How do you motivate workers in a world where money may be less motivating than golden pineapples?

Fay Beauchine has seen the concept of employee engagement and workplace motivation evolve. In tackling the duties of various executive positions at Minnesota-based Carlson Companies and before that Northwest Airlines, she has been on the front lines of improving employee performance.

She is currently the president of the Business Loyalty Division of Aimia, a worldwide purveyor or loyalty management programs.

 

SMM: Incentive programs have existed almost as long as sales itself. What questions do you get these days from clients running incentive programs?

BEAUCHINE: Whether this is an effective business tool and can we prove return on investment. During the AIG effect and during the recession, travel incentives and business incentives as a tool came into question. More companies are measuring the impact of their programs now. We’re starting to measure the impact on participants and not just the sales increase. How is it changing the relationship strength of the employee or the channel partner toward the brand?

SMM: What is your message about the effectiveness of non-cash incentives when sales environments are so focused on cash?

BEAUCHINE: There is new research by Kathleen Vohs out of the University of Minnesota that shows that money can actually be a demotivator to teamwork. People primed with money feel more self-sufficient. As soon as money awards are instituted into situations that involve teamwork, the teamwork starts to break down. That fits right into our wheelhouse, because over 70 years we have been in the rewards and recognition business and we knew that there are two forms of motivators: one is your paycheck and the second are the more intrinsic rewards that are all about feeling a sense of pride.

SMM: Some things haven’t changed regarding what motivates people, but certainly there are new trends. What are you seeing that’s new?

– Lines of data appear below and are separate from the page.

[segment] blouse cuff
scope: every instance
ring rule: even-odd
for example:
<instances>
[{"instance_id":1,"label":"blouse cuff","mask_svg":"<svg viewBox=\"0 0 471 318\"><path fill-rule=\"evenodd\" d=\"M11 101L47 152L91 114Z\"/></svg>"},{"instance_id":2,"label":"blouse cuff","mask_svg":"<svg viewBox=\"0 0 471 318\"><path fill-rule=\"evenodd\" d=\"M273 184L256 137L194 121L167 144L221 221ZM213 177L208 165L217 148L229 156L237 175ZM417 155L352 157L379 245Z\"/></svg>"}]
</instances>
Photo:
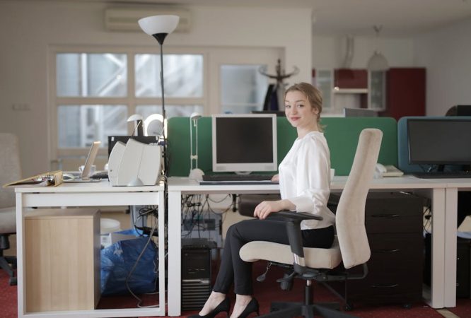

BEAUCHINE: The big one is gamification, and the simple reason is that game mechanics are so ageless. There are a hundred million people playing Angry Birds from ages 85 to 3. When we see a company having trouble getting a behavior change and it has run out of ideas, they can make it fun for the behavior change to happen by giving digital badges and golden eggs and golden pineapples. It gets people excited.

SMM: So why spend money on rewards when people get so excited about golden pineapples? Is gamification making the accomplishment itself its own reward?

BEAUCHINE: No. There is never one solution for a whole mass of employees. Gaming isn’t going to satisfy the top 5 percent of the sales force.

SMM: You have been doing this a long time. Is the aphorism “the more things change, the more they stay the same” applicable to motivation in the workplace?

BEAUCHINE: What has stayed the same is that people are motivated by recognition from the people they work with plus a sense of achievement — that they will be allowed to master their trade. What’s different is instead of mass approaches, the advancements in technology make it entirely possible to understand how a person wants to be motivated.